Criteo started by using Hadoop for internal analytics, but soon found that its users were unhappy with query performance, and that direct reporting on top of Hadoop was unrealistic.
Adding Vertica on top of the existing Hadoop framework helped Criteo generate real intelligence and profit from Big Data. By selecting Vertica, Criteo gains deep insights across tremendous data loads, enabling it to optimize the performance of its display ads delivered in real-time for each individual consumer across mobile, apps, and desktop.
The company has experienced double-digit growth since its inception, and Vertica allows it to keep up with the ever-growing volume of data. Criteo uses Vertica to distribute and order data to fine tune for specific query scenarios. Its Vertica cluster is 75 TB on 50 CPU heavy nodes and growing.
The most effective CoE has a mix of people and technical skills. It’s an operational client-facing role so the right person will enjoy providing value by quickly analyzing why something is or isn’t working. Look for engineers interested in seeing things work in action, and making users happy. Another good candidate is an analyst who shows more technical acumen along with people skills. Regardless of who you choose, members of the CoE have to be really good at what they do and how they interact with internal clients, because they have really broad authority.
Even if you don’t call it a CoE, having a central team dedicated to making sure all activities around Big Data analytics follow best practices will help keep business on the right Big Data path. A mix of professionals who understand how databases work along with those who understand how people use data in their business will create a high-functioning team.
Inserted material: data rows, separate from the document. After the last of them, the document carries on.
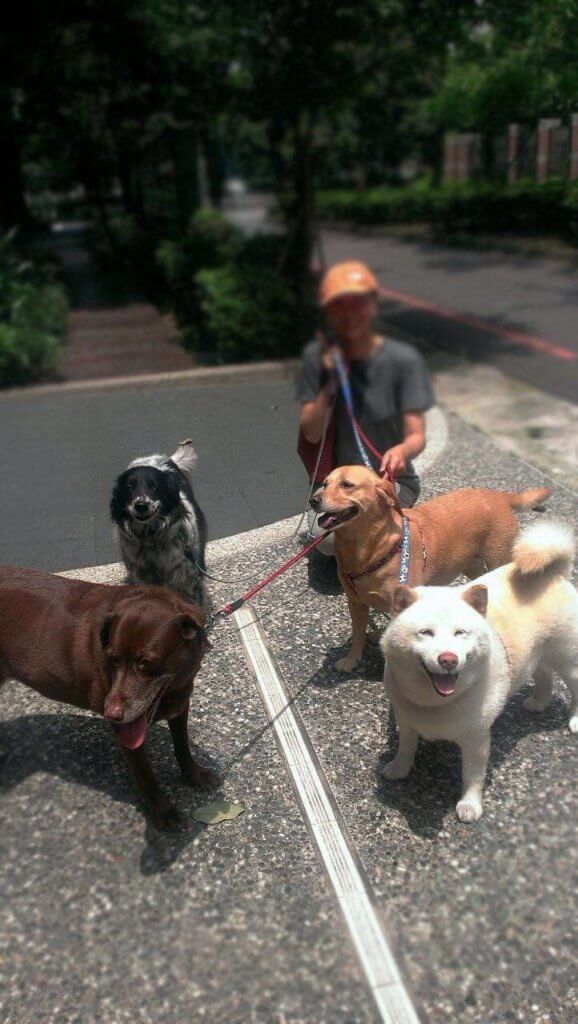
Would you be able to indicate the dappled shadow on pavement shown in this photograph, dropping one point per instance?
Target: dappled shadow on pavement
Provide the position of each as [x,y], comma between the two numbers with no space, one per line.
[79,750]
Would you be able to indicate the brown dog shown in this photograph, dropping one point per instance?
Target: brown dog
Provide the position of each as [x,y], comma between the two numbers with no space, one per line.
[129,653]
[470,531]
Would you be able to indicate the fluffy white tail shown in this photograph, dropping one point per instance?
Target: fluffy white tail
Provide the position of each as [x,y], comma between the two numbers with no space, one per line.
[186,457]
[544,546]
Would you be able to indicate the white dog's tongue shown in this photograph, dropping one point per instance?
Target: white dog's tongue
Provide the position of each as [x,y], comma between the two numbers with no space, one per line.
[132,734]
[445,685]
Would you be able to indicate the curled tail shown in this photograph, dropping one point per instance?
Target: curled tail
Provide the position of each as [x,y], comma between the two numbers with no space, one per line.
[533,499]
[544,546]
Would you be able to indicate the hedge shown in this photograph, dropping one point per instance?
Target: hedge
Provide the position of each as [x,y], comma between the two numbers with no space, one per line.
[33,315]
[523,208]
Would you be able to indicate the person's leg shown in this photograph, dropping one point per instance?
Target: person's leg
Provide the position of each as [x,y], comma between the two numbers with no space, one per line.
[314,529]
[406,495]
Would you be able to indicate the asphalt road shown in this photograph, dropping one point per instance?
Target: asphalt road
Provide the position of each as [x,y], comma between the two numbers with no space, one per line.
[488,292]
[105,921]
[63,451]
[491,298]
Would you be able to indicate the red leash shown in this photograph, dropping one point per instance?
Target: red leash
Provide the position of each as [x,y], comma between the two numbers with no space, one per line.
[232,606]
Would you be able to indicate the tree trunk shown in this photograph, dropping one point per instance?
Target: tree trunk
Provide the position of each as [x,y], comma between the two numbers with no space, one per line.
[13,211]
[187,168]
[302,217]
[212,151]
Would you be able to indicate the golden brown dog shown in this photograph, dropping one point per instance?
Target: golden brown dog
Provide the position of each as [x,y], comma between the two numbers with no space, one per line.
[470,531]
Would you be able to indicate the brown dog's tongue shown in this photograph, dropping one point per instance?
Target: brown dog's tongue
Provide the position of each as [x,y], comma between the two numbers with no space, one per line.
[132,734]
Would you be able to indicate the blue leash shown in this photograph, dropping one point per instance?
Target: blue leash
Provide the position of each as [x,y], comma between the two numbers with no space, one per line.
[346,392]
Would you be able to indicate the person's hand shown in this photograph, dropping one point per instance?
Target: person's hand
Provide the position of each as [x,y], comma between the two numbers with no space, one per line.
[394,462]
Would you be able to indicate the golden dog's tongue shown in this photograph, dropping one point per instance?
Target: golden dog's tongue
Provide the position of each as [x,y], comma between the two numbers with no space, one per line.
[132,734]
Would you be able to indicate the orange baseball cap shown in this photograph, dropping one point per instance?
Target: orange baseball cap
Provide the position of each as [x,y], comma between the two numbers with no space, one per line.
[345,279]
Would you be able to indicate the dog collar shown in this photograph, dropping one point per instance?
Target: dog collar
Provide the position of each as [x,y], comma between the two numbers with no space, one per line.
[405,548]
[352,577]
[402,547]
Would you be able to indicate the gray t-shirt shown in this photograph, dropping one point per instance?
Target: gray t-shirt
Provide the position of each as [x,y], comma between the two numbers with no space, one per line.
[394,380]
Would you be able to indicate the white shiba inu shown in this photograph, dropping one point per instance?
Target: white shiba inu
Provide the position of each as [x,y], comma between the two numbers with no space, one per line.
[454,654]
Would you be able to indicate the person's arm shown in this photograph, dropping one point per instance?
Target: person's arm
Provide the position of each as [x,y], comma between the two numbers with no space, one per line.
[413,429]
[312,416]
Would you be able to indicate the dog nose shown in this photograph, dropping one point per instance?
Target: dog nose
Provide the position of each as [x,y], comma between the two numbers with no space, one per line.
[448,660]
[114,710]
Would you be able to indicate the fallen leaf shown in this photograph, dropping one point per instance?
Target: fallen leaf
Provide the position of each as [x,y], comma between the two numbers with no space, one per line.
[220,810]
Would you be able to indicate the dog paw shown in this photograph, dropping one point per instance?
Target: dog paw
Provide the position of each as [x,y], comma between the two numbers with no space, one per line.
[469,810]
[346,664]
[169,818]
[533,705]
[200,777]
[396,769]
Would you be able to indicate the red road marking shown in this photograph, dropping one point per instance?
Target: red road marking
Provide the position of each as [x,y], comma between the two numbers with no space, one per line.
[515,337]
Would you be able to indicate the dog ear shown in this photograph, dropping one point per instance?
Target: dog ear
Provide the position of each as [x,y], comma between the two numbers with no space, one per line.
[403,597]
[192,628]
[477,596]
[107,629]
[387,492]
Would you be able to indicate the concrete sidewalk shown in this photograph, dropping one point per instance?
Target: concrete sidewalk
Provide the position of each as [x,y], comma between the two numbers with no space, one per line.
[237,923]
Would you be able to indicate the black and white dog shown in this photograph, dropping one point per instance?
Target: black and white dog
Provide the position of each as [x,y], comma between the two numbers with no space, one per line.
[161,529]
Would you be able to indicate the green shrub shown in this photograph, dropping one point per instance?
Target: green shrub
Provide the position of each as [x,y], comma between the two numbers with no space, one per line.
[33,316]
[247,313]
[478,207]
[210,242]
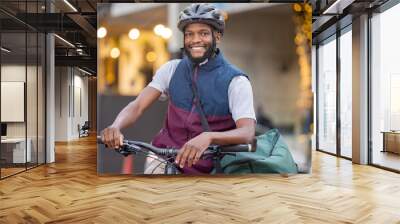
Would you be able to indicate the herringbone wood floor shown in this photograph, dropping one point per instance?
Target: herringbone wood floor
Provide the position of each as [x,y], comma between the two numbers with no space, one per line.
[70,191]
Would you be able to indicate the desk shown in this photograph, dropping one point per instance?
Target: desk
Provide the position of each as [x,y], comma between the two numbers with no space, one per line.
[15,148]
[391,141]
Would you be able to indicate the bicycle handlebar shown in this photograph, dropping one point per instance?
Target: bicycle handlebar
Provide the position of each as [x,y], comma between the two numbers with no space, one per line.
[135,145]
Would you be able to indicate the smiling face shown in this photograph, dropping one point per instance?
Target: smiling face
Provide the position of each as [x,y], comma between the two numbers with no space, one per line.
[198,39]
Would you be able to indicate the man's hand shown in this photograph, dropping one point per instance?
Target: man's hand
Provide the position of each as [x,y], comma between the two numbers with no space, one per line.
[112,137]
[193,149]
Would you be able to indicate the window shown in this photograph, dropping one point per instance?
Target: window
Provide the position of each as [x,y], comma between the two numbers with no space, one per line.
[346,93]
[327,96]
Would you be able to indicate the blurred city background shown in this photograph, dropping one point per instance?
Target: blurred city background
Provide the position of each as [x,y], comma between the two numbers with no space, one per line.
[270,42]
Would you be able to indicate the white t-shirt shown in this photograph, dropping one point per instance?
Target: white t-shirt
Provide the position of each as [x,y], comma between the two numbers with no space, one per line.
[240,93]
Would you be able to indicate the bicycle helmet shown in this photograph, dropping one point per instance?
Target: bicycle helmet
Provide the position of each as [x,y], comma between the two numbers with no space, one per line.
[203,13]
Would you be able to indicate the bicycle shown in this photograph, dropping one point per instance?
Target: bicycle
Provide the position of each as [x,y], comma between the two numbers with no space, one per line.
[216,152]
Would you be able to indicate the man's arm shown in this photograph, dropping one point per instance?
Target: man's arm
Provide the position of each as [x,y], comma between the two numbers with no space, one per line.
[193,149]
[111,135]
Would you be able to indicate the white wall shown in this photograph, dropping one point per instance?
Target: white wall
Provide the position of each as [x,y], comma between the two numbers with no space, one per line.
[67,115]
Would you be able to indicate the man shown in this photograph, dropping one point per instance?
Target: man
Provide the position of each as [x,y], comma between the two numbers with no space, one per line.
[223,91]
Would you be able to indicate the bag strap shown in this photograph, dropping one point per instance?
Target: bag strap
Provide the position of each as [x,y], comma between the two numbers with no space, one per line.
[204,122]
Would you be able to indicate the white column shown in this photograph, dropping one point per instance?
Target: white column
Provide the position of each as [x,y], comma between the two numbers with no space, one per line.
[50,94]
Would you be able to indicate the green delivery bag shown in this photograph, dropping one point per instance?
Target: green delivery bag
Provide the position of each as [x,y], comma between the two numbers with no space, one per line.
[272,156]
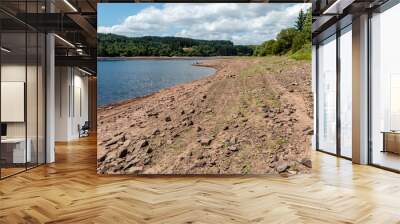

The goal of that team is to respond quickly to business needs within the technical constraints of the architecture and to act deliberately and accordingly to create a tighter feedback loop on how the analytics stack performs.
Goals of a Big Data CoE:
- Defining a common set of best practices and work standards around Big Data
- Assessing (or helping others to assess) whether they are utilizing Big Data and analytics to best advantage
- Providing guidance and support to assist engineers, programmers, end users, data scientists, and other stakeholders to implement these best practices
Without question, the most important thing is to simplify, simplify, simplify. Sole-sourcing data for Vertica from Hadoop, for example, provides a defined backup process. It also allows for easy replication to multiple clusters. Vertica facilitates a simplified backup process and leaves little room for error.
Becoming mature with Big Data is not simply about using diverse data and building models that are operationalized in your organization. Big Data maturity is also about building a culture that supports analytics and is able to execute on it. It involves new organizational models, new leadership roles, and ensuring new development and deployment models.